ASD is a neurodevelopmental disorder characterized primarily by deficits in social communication and the presence of restricted, repetitive behaviors, affecting approximately 2.3% of children in the United States. A rising incidence has also been observed in China [14]. With the increasing prevalence of ASD, early screening and intervention have become critically important. The clinical significance of this study lies in the early identification of neurodevelopmental impairments, particularly in language, motor skills, and behavior, in high-risk ASD infants. These early indicators could provide a foundation for timely intervention strategies.

The American Academy of Pediatrics advises that every child undergo screening at 18 and 24 months, with M-CHAT being among the most commonly used assessment tools. In the present study, we screened children with positive M-CHAT results and retrospectively analyzed the neurodevelopmental scores between 12 and 15 months of age. It is important to note that M-CHAT is a screening tool; children who tested positive were referred for diagnostic follow-up. Our results showed that infants with a positive M-CHAT screen often have higher ASD history and a higher incidence of child sleep disorders. Moreover, these ASD high-risk infants showed lower PDMS-2, GDDS, and SIS scores than did low-risk ones. Spearman correlation analysis showed that the key subscales were correlated with demographic, pregnant, perinatal, or lifestyle factors, as well as with M-CHAT screening status. It is interesting that the raw scores of three subscales from PDMS-2, three subscales from GDDS, and one subscale from SIS cooperatively correlated with M-CHAT positivity at 24 months. Collectively, these results offered early neurodevelopmental indicators for ASD high-risk infants; this may serve as ultra-early symptoms for timely screening and intervention. By evaluating neurodevelopmental patterns between 12 and 15 months, we would be able to identify potential ASD risks earlier, guiding individualized intervention strategies. This is critical for minimizing long-term social-adaptation challenges and improving the quality of life for children with ASD.

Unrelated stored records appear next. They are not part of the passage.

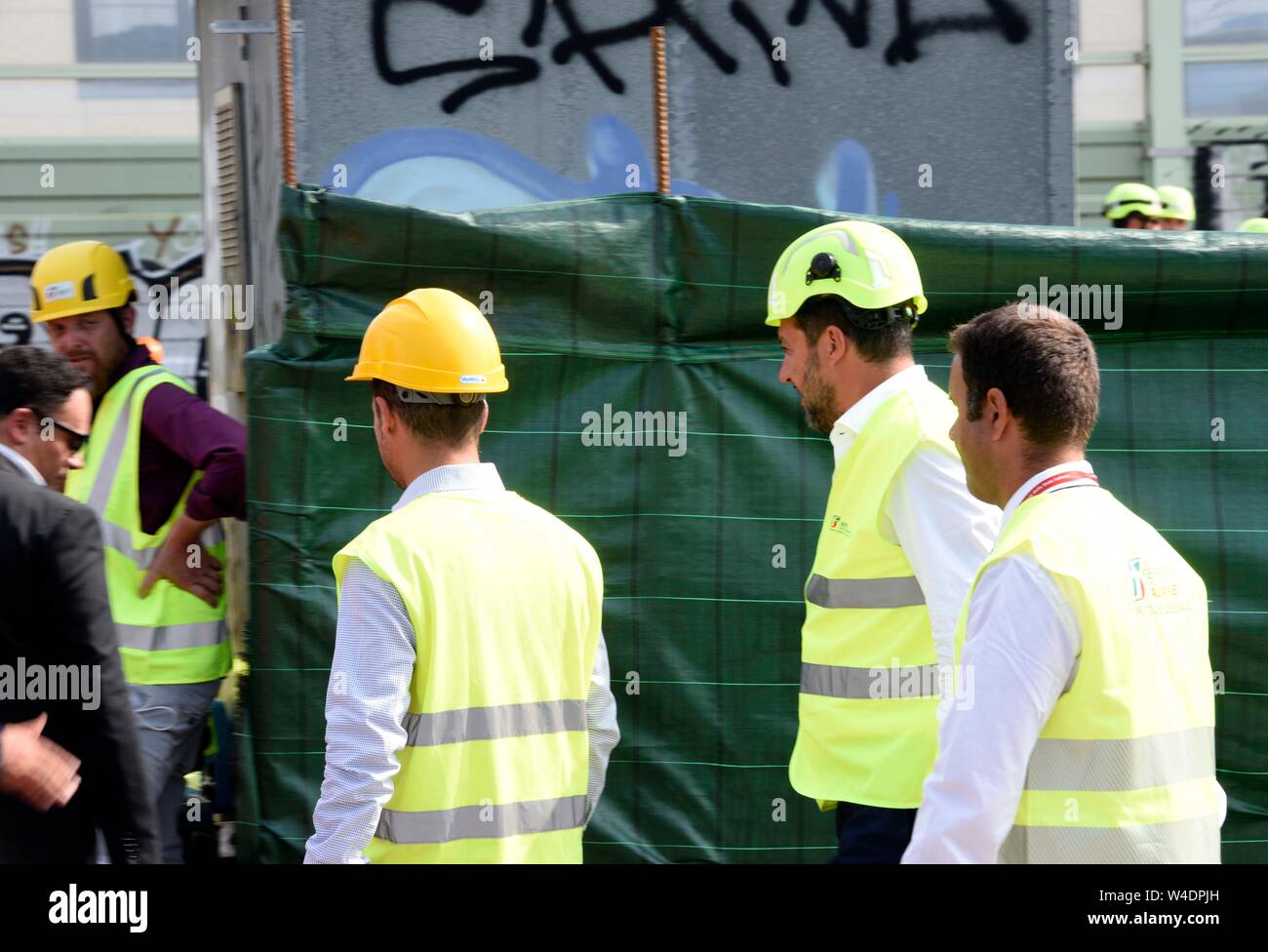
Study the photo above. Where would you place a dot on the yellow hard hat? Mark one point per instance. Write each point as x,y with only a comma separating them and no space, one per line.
1175,202
431,341
1131,197
77,278
865,263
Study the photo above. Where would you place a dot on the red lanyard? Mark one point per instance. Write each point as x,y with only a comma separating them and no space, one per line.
1059,479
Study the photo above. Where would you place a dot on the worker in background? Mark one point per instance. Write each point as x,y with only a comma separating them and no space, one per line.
1177,208
1091,735
1132,204
161,470
900,536
468,652
70,762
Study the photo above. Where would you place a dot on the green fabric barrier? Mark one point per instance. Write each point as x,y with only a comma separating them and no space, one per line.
645,301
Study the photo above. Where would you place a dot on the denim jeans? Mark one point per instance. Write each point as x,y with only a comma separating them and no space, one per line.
871,834
170,720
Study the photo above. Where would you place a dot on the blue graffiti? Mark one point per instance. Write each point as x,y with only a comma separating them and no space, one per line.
455,170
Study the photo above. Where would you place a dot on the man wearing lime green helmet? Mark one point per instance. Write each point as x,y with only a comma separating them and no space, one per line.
161,469
469,716
1177,208
1132,204
900,540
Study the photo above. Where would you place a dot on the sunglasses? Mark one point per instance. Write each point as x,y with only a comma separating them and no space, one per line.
75,440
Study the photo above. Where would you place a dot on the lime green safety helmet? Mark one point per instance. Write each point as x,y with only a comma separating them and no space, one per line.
1177,202
1131,197
863,263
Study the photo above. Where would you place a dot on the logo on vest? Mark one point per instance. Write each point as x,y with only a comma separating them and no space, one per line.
1155,589
840,528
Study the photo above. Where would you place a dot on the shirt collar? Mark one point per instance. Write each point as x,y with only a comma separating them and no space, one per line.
457,477
24,464
1082,465
853,419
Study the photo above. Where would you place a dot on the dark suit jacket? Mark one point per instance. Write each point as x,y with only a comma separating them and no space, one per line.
54,612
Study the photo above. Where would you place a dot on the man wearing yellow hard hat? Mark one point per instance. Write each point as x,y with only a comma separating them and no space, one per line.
1132,204
161,469
1177,208
901,536
469,715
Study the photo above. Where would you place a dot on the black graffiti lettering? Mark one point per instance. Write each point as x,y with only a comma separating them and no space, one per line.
853,20
664,12
511,70
854,24
533,36
1003,17
746,18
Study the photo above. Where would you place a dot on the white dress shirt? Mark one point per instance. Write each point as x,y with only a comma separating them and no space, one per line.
1021,644
24,464
375,654
943,530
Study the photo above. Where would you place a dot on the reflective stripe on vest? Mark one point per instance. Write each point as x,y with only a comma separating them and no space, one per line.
1124,764
489,723
875,684
1197,839
491,820
863,592
165,638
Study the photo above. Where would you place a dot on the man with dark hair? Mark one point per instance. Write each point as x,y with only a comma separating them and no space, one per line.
468,654
161,472
1091,733
56,627
45,416
900,537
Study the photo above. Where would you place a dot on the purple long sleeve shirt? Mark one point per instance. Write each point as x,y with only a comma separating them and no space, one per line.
181,434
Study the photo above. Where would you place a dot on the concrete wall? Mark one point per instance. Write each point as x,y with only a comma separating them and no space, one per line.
979,93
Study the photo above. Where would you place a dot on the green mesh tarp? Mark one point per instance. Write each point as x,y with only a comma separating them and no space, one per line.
641,301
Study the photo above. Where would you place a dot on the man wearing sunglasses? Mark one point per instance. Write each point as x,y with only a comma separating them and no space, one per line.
68,756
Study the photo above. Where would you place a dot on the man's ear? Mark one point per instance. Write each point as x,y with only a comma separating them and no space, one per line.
383,416
994,411
833,345
20,426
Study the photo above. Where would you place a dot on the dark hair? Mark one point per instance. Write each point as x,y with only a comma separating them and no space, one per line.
1043,363
818,313
37,379
453,425
1125,220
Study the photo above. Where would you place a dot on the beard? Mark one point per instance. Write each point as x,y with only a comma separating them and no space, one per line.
818,400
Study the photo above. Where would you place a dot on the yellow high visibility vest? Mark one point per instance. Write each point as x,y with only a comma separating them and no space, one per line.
506,606
170,637
867,707
1124,771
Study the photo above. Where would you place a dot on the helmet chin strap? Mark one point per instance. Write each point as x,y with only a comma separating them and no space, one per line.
442,400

Previous research has suggested that both genetic and environmental influences play a role in the emergence of ASD. In a population-based study involving 22,156 individuals diagnosed with ASD, genetic factors were found to account for 81% of the variability in ASD traits, whereas environmental influences were linked to 14% to 22% of the ASD risk. Furthermore, genetic risk elements for ASD are seen to overlap with various other developmental and psychiatric conditions. Nevertheless, no genetic or environmental factors are completely exclusive to the development of ASD. Examining additional risk elements, a meta-analysis highlighted several maternal contributions associated with elevated ASD rates in offspring, including gestational hypertension [OR = 1.4, 95% CI (1.2–1.5)], pre-pregnancy or ante-natal obesity [RR = 1.3, 95% CI (1.2–1.4)], preeclampsia [RR = 1.3, 95% CI (1.2–1.5)], and maternal age of 35 years or older [RR = 1.3, 95% CI (1.2–1.5)] [23, 24, 25]. Other research has indicated that the use of certain medications during pregnancy may elevate ASD risk for children [26].

For maternal alcohol exposure—a factor correlated with impaired grasping skills in our PDMS-2 results (Table 3)—experimental studies have provided mechanistic insights: animal models have demonstrated that prenatal ethanol exposure disrupts cerebellar Purkinje cell development and synaptic plasticity, leading to persistent motor-coordination deficits [27]. Human cohort studies further confirmed a dose-dependent association between prenatal alcohol exposure and reduced fine motor proficiency in infants, potentially mediated by altered GABAergic signaling [28]. Our observed correlation between maternal alcohol consumption and PDMS-2 grasping scores aligned with those experimental findings, strengthening the biological plausibility of this environmental-risk pathway. Recent studies have used multi-center machine-learning approaches in order to predict ASD from maternal risk factors. Although these methods show promise, their clinical application remains limited. Based on the results of the present study, we recommend integrating traditional neurodevelopmental assessment tools, such as PDMS, GDDS, and SIS, into clinical practice to improve the accuracy of ASD screening [29].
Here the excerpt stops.